Run time model

By which rules Overpass API executes a request? Presenting each building block creates the insight how these building boxes together are effective as a request.

Sequential Execution

Most sophisticated use cases for requests require to select elements relative to previous results. A good example is supermarkets that are close to a railway station. The supermarkets are related to the railway stations only by spatially being close to it.

According to the sentence structure we first search supermarkets then only keep supermarkets in the selection for which we have found a station nearby. This approach in natural language quickly ends up in the muddle of relative sentences, and in a formal language this is not less annoying.

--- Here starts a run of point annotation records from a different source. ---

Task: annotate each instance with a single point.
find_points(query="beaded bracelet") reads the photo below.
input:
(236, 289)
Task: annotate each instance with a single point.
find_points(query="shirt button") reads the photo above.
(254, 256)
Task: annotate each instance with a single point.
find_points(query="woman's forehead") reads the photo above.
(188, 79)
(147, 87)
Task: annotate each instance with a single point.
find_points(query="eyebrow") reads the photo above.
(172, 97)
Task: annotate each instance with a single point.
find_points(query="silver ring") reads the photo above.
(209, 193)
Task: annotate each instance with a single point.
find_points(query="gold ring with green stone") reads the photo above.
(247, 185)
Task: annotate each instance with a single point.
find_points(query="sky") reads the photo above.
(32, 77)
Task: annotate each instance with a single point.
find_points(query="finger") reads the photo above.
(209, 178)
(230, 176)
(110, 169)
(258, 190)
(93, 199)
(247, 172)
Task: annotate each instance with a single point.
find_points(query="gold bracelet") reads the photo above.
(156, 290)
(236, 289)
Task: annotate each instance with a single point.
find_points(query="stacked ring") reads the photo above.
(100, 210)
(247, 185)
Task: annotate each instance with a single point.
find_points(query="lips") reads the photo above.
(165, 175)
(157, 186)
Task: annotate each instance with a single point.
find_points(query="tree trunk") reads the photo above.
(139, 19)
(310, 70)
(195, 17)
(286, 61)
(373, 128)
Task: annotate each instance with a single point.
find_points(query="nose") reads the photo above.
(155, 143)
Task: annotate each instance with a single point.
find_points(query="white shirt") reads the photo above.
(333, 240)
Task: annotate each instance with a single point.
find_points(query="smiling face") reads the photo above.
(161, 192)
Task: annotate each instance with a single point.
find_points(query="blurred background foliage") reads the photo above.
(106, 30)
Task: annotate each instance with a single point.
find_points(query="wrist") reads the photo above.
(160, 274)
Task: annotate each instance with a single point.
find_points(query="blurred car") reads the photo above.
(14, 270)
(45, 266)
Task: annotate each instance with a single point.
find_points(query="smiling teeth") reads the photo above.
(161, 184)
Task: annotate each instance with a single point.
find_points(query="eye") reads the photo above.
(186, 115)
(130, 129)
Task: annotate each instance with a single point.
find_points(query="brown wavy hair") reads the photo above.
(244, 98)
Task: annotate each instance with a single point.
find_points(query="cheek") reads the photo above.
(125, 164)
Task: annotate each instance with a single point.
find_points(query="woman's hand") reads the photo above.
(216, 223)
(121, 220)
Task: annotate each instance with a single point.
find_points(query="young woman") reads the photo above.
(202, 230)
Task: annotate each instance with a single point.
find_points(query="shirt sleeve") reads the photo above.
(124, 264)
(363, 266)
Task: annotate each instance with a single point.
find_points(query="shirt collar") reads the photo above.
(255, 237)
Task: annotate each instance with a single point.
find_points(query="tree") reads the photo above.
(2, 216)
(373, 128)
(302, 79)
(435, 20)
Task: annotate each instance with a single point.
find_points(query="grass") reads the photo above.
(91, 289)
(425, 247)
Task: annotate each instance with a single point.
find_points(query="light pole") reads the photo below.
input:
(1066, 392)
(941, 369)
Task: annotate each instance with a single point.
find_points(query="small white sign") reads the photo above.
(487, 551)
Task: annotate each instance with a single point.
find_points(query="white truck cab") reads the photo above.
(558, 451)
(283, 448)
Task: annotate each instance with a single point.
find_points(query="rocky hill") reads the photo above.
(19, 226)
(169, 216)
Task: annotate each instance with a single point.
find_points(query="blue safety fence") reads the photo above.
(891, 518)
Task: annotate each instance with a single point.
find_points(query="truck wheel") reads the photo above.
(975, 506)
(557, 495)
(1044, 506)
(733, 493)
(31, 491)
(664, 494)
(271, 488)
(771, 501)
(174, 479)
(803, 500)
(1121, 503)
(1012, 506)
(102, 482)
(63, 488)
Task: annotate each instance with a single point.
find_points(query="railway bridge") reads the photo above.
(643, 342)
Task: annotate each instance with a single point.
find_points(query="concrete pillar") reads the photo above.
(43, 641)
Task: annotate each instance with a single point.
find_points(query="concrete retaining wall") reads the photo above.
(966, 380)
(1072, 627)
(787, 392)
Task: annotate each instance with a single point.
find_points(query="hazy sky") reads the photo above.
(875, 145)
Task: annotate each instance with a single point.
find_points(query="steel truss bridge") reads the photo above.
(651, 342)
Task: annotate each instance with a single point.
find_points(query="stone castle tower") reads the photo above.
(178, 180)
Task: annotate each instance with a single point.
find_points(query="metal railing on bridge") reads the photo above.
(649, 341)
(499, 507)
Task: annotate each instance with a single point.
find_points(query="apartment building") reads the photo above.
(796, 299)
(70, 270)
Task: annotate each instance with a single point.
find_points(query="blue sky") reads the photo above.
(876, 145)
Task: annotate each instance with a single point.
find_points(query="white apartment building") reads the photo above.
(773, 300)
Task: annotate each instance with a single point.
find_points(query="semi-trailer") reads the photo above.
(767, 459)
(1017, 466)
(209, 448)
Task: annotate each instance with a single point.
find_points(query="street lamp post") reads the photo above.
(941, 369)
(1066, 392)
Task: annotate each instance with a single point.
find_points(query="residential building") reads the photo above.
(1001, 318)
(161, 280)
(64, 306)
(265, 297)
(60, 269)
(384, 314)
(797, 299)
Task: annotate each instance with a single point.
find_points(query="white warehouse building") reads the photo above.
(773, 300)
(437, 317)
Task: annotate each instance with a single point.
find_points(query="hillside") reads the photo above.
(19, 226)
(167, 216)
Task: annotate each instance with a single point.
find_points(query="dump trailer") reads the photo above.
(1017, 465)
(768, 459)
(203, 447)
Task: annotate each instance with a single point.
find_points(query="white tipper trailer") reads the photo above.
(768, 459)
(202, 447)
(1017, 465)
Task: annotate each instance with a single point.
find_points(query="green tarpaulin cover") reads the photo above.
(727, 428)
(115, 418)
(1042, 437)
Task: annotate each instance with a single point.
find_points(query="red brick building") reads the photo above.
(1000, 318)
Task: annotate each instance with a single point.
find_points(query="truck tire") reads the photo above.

Therefore the query language of Overpass API adheres to a step-by-step paradigm, the so-called imperative programming. At each point in time only a simple task is processed and the complex tasks are accomplished by enqueuing multiple simple tasks. This brings us to the following approach:

Select all stations in the region of interest.
Replace the selection by the supermarkets close to objects in the found result.
Print the list of found supermarkets.

Line by line this results in the following query. You can execute it right now:

nwr[public_transport=station]({{bbox}});
nwr[shop=supermarket](around:100);
out center;

The details of the syntax are later explained.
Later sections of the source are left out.